Re: [PR] Core: Update variant class visibility [iceberg]

via GitHub Mon, 27 Jan 2025 22:10:35 -0800


aihuaxu commented on code in PR #12105:
URL: https://github.com/apache/iceberg/pull/12105#discussion_r1931574393



##########
core/src/main/java/org/apache/iceberg/variants/PrimitiveWrapper.java:
##########
@@ -47,17 +48,23 @@ class PrimitiveWrapper<T> implements VariantPrimitive<T> {
   private static final byte BINARY_HEADER = 
VariantUtil.primitiveHeader(Primitives.TYPE_BINARY);
   private static final byte STRING_HEADER = 
VariantUtil.primitiveHeader(Primitives.TYPE_STRING);
 
-  private final Variants.PhysicalType type;
+  private final PhysicalType type;
   private final T value;
   private ByteBuffer buffer = null;
 
-  PrimitiveWrapper(Variants.PhysicalType type, T value) {
-    this.type = type;
+  PrimitiveWrapper(PhysicalType type, T value) {
+    if (value instanceof Boolean

Review Comment:
   Yeah. You are right. `BOOLEAN_TRUE` and `BOOLEAN_FALSE` physical types need 
special handling.
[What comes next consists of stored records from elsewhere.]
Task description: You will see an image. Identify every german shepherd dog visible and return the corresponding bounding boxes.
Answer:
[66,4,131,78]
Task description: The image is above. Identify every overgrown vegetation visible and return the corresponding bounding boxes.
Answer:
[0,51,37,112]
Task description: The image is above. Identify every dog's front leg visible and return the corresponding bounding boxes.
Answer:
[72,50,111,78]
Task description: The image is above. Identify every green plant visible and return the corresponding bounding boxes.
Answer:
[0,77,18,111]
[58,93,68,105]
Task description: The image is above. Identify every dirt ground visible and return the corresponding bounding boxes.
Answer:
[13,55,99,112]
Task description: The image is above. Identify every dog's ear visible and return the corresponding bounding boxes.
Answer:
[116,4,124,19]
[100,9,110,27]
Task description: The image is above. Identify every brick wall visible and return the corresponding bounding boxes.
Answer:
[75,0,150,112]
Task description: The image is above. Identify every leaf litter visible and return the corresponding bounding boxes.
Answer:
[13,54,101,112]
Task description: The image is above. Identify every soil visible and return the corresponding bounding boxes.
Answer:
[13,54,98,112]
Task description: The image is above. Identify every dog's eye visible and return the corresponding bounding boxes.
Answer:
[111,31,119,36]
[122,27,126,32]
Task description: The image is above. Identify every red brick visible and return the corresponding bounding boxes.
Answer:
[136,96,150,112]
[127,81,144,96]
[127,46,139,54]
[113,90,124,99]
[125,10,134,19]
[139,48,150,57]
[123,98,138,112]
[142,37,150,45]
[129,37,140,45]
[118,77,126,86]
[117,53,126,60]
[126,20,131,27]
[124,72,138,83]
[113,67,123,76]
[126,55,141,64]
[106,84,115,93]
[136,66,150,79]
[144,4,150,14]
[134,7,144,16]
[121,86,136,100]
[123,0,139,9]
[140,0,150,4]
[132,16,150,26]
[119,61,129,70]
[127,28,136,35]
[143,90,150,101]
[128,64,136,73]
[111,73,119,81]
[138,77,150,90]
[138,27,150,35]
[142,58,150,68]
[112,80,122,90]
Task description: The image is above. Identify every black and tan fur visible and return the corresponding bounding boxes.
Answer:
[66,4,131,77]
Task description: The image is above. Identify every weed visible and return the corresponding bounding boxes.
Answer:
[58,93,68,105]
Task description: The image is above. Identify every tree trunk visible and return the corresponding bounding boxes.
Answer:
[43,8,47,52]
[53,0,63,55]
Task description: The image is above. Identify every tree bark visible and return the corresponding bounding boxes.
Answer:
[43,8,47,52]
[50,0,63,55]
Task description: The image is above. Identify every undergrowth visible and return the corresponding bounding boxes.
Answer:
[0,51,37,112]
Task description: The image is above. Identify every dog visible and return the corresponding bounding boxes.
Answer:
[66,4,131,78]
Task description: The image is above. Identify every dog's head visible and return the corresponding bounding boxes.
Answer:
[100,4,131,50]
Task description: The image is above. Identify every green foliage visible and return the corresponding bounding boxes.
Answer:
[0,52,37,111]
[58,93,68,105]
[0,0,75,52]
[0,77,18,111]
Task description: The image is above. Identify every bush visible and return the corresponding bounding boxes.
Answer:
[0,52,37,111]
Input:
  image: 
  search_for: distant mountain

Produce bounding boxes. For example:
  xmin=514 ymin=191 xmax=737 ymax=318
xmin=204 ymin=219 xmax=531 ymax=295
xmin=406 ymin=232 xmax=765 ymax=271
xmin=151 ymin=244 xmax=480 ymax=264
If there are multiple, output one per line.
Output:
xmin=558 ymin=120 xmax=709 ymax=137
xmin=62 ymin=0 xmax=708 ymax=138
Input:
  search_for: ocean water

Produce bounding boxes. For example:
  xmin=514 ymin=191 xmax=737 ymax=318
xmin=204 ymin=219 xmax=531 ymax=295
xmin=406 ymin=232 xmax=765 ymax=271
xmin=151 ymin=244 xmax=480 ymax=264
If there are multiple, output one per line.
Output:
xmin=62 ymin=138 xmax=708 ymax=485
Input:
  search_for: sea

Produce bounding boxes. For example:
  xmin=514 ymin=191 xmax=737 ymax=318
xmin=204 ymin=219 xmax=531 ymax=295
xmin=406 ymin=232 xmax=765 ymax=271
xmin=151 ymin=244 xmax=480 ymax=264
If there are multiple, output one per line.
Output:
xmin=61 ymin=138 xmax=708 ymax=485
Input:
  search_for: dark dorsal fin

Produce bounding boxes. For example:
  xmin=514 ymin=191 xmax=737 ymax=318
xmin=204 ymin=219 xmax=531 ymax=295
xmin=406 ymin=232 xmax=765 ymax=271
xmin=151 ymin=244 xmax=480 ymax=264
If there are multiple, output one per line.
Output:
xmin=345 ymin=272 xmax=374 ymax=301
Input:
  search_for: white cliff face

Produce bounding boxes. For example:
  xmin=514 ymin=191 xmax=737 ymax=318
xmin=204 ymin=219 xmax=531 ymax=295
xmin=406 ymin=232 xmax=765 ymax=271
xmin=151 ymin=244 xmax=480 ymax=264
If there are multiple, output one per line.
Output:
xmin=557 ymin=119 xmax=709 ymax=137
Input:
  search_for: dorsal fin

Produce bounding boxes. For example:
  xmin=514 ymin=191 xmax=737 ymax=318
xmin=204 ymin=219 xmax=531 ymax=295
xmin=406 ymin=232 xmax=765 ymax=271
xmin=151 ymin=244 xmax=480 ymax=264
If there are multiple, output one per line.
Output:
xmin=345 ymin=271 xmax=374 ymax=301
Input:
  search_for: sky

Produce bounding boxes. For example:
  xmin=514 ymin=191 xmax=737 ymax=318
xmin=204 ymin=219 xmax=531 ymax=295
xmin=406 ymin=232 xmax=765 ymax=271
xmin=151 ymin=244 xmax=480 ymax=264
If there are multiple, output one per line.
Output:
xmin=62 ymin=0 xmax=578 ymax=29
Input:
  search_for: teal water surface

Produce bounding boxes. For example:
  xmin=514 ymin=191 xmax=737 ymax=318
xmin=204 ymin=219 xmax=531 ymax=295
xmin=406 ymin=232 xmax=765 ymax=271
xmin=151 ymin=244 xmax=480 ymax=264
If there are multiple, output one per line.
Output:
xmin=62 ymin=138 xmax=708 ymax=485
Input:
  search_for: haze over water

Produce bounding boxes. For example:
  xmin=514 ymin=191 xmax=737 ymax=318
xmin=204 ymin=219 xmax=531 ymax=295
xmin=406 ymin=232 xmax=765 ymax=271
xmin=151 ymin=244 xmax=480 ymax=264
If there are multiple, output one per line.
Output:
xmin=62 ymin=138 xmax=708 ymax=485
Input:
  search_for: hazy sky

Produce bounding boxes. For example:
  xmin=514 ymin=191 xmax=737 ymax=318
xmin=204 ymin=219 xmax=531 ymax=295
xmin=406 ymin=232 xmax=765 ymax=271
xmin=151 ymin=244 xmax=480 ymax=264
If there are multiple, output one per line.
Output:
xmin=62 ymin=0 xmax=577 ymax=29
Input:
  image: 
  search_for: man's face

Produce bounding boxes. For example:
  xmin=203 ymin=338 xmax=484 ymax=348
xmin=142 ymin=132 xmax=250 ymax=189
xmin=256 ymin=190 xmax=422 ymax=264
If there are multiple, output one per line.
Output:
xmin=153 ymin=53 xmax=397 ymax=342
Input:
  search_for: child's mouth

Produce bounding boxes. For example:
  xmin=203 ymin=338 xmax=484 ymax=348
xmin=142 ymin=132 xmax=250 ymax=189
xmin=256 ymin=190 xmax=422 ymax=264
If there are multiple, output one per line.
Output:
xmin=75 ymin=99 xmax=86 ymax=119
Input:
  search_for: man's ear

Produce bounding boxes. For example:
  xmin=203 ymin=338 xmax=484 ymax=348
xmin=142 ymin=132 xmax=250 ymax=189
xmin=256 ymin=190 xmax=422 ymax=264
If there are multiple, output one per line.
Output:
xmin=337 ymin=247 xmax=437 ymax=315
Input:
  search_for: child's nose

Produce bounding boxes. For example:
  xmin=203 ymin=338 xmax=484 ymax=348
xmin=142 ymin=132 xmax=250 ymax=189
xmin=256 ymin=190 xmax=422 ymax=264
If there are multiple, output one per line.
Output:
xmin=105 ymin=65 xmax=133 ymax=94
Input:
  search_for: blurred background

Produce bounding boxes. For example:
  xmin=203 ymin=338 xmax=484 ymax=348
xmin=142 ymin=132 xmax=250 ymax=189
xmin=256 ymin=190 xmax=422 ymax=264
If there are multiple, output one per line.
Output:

When we shred them, they should be grouped together, 
considered as one type. 
   
   And also we may need to have a type list {`NULL`, `BOOLEAN`, `INT8`, 
`INT16`, etc}, which is almost same as physical type list with BOOLEAN for 
`BOOLEAN_TRUE` and `BOOLEAN_FALSE`. Otherwise, we can't represent a shredded 
column type for true/false. 
   
   I'm fine to keep it simple for now. We can revisit if needed.



##########
core/src/main/java/org/apache/iceberg/variants/ShreddedObject.java:
##########
@@ -35,22 +39,55 @@
  * fields. This also does not allow updating or replacing the metadata for the 
unshredded object,
  * which could require recursively rewriting field IDs.
  */
-class ShreddedObject implements VariantObject {
-  private final SerializedMetadata metadata;
-  private final SerializedObject unshredded;
+public class ShreddedObject implements VariantObject {
+  private final VariantMetadata metadata;
+  private final VariantObject unshredded;
   private final Map<String, VariantValue> shreddedFields = Maps.newHashMap();
+  private final Set<String> removedFields = Sets.newHashSet();
   private SerializationState serializationState = null;
 
-  ShreddedObject(SerializedMetadata metadata) {
+  ShreddedObject(VariantMetadata metadata) {
     this.metadata = metadata;
     this.unshredded = null;
   }
 
-  ShreddedObject(SerializedObject unshredded) {
-    this.metadata = unshredded.metadata();
+  ShreddedObject(VariantMetadata metadata, VariantObject unshredded) {
+    this.metadata = metadata;
     this.unshredded = unshredded;
   }
 
+  @VisibleForTesting
+  VariantMetadata metadata() {
+    return metadata;
+  }
+
+  private Set<String> nameSet() {
+    Set<String> names = Sets.newHashSet(shreddedFields.keySet());
+
+    if (unshredded != null) {
+      Iterables.addAll(names, unshredded.fieldNames());
+    }
+
+    names.removeAll(removedFields);
+
+    return names;
+  }
+
+  @Override
+  public Iterable<String> fieldNames() {
+    return nameSet();
+  }
+
+  @Override
+  public int numFields() {
+    return nameSet().size();
+  }
+
+  public void remove(String field) {

Review Comment:
   Thanks for explanation.
   
   If a field is missing and we remove the field from `shreddedFields`, why do 
we still need `removedFields` to keep track of it?  Would the following get the 
correct field list?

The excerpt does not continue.